La bulle nippone
Le monde est assis sur une bombe à retardement de 300 milliards de dollars, montant correspondant à l’intégralité des sommes empruntées en yens et investies dans des actifs non libellés en cette monnaie.
L’implosion de cette bombe, tout en provoquant une rechute brutale du billet vert, comptera parmi ses victimes les principaux fonds de placement, les grosses entreprises mondiales et les spéculateurs privés... Cependant, au fur et à mesure que la liquidation de ces emprunts en Yens précipiteront une dépréciation du dollar, la question autrement plus douloureuse des mille millards de dollars japonais investis à l’étranger se posera avec urgence. En effet, ces investisseurs nippons généreusement investis hors de leur pays hésiteront légitimement à conserver ces investissements dès lors que la parité du dollar contre yen aura atteint des niveaux si bas que leurs profits générés seront entièrement neutralisés par la fermeté de leur devise nationale...
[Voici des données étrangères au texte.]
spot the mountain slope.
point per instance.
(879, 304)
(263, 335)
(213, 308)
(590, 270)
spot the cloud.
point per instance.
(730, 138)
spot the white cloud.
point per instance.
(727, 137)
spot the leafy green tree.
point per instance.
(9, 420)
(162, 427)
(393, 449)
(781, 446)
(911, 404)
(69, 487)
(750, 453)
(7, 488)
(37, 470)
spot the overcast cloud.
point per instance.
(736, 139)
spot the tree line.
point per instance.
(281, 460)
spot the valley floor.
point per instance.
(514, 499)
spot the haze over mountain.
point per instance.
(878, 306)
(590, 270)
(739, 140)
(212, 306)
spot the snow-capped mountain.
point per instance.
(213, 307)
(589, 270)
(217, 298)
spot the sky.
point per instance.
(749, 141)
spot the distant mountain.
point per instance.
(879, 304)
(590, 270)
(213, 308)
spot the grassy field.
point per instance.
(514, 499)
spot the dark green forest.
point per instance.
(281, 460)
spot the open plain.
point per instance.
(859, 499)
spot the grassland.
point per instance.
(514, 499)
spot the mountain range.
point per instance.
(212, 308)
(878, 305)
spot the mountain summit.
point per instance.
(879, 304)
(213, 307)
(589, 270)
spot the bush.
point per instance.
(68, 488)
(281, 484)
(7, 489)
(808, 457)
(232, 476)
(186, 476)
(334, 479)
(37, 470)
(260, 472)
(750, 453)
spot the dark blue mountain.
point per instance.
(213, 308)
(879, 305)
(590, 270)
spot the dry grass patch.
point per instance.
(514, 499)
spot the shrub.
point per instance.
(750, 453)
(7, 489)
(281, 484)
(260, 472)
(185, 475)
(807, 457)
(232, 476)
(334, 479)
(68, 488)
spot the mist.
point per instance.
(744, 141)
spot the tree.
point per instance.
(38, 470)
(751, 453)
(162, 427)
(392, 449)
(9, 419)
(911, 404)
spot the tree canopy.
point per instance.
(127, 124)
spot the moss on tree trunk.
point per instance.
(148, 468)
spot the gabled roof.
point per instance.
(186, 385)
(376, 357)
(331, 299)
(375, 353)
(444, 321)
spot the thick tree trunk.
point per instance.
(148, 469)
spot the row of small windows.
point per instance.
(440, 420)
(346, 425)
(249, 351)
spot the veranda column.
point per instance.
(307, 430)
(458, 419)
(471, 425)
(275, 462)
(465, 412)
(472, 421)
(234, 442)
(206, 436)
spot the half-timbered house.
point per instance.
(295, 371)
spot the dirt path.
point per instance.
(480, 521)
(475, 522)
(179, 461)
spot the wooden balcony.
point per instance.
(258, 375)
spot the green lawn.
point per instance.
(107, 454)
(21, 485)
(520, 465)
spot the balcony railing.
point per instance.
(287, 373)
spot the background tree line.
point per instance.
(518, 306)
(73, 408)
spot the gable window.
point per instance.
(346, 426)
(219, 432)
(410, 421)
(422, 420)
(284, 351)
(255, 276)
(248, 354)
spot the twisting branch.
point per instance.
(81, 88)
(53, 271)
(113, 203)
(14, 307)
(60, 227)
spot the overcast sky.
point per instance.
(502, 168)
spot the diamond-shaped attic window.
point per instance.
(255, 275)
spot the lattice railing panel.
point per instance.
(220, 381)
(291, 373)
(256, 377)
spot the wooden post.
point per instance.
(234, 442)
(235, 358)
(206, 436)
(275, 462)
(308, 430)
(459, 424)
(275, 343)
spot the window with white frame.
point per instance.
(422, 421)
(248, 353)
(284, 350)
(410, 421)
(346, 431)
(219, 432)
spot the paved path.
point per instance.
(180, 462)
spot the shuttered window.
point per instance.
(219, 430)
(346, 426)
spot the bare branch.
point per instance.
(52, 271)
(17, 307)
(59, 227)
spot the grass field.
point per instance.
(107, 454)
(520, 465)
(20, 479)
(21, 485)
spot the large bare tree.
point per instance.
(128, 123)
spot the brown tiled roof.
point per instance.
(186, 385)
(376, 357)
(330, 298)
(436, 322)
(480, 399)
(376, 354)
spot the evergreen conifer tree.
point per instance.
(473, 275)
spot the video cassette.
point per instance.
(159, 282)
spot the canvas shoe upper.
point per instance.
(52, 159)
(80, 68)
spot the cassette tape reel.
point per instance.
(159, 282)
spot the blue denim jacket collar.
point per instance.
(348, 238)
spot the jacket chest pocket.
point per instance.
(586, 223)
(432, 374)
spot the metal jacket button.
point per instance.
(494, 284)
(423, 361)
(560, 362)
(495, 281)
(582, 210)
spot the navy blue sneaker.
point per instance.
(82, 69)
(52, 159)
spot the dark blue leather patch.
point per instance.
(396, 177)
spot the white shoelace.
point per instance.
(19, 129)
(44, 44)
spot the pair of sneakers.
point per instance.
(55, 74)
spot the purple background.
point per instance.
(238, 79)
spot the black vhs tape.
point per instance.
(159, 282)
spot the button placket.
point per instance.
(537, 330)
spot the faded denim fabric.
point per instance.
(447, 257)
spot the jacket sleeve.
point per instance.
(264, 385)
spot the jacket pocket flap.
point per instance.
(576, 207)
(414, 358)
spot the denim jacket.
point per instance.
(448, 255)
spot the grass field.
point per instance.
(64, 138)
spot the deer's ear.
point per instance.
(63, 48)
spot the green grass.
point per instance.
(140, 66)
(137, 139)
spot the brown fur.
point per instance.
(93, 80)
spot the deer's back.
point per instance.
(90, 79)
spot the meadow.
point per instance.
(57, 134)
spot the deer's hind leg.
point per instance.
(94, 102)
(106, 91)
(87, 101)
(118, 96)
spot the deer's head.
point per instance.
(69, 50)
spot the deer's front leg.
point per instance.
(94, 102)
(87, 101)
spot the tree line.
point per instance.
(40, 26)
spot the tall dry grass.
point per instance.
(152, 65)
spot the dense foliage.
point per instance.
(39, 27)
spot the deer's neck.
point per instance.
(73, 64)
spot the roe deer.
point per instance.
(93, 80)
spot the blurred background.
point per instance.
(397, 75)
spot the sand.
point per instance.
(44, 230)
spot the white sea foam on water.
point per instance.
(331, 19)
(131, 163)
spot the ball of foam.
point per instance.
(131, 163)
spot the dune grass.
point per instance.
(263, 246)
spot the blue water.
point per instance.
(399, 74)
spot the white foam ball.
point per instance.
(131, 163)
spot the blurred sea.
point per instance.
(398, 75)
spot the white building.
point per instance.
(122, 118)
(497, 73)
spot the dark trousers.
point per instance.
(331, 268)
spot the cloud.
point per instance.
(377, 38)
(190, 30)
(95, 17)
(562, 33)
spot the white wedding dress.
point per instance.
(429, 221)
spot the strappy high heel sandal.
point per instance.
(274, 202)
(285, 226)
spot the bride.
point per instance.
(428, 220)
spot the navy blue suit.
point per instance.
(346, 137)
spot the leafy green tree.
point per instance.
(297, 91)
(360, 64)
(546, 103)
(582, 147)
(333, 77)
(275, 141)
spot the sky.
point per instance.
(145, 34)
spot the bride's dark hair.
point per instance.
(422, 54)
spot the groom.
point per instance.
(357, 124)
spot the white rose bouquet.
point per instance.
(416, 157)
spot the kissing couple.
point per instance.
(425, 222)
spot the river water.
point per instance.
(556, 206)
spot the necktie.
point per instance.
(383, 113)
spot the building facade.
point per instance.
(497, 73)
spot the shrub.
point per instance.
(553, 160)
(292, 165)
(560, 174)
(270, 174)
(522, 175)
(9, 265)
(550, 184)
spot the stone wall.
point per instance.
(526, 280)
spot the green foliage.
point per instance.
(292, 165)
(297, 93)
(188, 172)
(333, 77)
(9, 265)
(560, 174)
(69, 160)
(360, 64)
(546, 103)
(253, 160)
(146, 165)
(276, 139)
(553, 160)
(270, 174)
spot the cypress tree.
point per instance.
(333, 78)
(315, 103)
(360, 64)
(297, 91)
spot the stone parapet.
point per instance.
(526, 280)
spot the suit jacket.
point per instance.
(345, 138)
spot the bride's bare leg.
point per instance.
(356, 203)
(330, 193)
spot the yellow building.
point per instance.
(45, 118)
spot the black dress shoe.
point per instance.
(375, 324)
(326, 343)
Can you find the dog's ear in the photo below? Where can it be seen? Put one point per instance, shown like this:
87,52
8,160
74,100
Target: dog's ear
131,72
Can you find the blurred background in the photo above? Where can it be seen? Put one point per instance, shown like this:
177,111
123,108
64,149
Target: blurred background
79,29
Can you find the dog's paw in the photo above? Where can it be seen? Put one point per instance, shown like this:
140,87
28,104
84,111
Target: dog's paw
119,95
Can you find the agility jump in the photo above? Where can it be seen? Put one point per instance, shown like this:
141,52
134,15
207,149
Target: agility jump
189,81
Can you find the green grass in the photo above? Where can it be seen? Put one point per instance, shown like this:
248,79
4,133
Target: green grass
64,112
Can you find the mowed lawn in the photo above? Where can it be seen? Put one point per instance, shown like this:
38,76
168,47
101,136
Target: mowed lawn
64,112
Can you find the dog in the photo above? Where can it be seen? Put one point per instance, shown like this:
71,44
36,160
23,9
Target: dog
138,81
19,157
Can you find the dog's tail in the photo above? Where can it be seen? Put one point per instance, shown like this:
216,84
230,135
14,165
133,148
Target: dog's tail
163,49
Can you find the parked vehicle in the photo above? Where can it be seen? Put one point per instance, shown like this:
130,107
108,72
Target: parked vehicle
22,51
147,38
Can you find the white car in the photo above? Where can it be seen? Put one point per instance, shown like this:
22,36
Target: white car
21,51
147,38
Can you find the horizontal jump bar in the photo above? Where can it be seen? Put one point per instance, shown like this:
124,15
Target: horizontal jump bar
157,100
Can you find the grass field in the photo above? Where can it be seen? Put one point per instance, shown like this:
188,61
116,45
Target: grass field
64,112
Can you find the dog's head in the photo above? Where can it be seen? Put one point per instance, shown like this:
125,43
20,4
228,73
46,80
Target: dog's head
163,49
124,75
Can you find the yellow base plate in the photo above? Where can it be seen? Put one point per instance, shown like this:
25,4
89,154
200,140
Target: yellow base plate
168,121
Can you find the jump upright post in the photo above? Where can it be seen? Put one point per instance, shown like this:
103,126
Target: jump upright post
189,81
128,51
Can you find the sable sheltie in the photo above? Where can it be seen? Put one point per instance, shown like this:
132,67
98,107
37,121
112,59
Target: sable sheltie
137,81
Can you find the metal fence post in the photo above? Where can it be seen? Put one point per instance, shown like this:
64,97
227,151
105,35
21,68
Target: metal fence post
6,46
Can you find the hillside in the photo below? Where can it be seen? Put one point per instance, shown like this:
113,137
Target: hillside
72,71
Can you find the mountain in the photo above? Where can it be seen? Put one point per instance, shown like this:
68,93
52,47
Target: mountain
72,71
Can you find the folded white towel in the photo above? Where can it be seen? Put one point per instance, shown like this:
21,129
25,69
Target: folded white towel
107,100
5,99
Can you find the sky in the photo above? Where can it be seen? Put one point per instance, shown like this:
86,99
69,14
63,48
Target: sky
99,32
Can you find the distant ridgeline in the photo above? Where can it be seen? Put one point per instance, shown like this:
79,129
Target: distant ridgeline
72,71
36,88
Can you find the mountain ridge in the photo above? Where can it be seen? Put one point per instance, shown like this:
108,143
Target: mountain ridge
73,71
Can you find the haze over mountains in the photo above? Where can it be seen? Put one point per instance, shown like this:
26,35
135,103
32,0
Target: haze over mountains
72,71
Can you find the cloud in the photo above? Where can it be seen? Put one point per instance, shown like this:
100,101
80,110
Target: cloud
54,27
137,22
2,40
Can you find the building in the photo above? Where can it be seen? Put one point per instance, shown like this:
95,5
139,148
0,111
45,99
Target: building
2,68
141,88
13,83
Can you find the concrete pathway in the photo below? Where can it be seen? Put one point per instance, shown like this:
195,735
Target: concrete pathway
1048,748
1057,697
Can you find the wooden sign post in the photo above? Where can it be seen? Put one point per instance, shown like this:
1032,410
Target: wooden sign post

Les principaux débiteurs en Yens sont bien sûr les gros fonds spéculatifs profitant notamment des rendements élevés offerts par les devises néo-zélandaise, sud-africaine, mexicaine ou encore islandaise mais ces liquidités sont également placées sur des actifs offrant un risque plus élevé, comme par exemple la bourse turque... Néanmoins, les secteurs bancaires Thaïlandais, Coréen et Indonésiens y sont également fortement exposés, les statistiques officielles indiennes par ailleurs révèlent que les emprunts libellés en Yens du secteur bancaire indien ont bondi de 180% entre 2005 et 2007 et - c’est assez inattendu - les emprunts obligataires en Yens auraient aussi été un des catalyseurs de la déconfiture de la banque britannique Northen Rock dans le cadre de la crise du crédit ayant sévi il y a quelques mois en Grande Bretagne !
En fait, cette pratique consistant à s’endetter dans une monnaie à faible taux d’intérêt est fortement tributaire de la conjoncture économique et financière globale, aussi ces investisseurs sont-ils très prompts à déboucler de manière spectaculaire leurs expositions à la moindre menace d’assèchement des liquidités, provoquant ainsi au passage volatilité exacerbée ou même explosion de bulles... C’est d’abord les spéculateurs privés qui avaient démarré par liquider leurs positions lors de l’éclatement de la crise des subprimes en août dernier, suivis après quelques semaines par des entreprises asiatiques ne parvenant plus à assumer l’appréciation progressive d’un yen qui ne cessait de grimper par rapport au dollar, notamment en regard des hauts leviers utilisés par ces débiteurs.
Pourtant, ces sommes empruntées à prix modique ont permis l’appréciation de bien des actifs - ou de bulles - ces dernières décennies allant de la propriété foncière en Inde aux marchés de l’art et du vin. C’est effectivement du fait d’une politique monétaire nippone on ne peut moins orthodoxe et unique au monde que cette capacité de s’endetter en yen à très bas prix à commencer par séduire les investisseurs privés japonais, déçus par les rendements boursiers à domicile et peu enclins à placer leurs économies et rentes à des taux ridiculement bas. Néanmoins, ces pratiques sont considérées avec énormément d’appréhension par les principales banques centrales de ce monde dont la hantise est de mal quantifier le risque potentiel associé à l’implosion potentielle - et probable - de cette nouvelle bulle.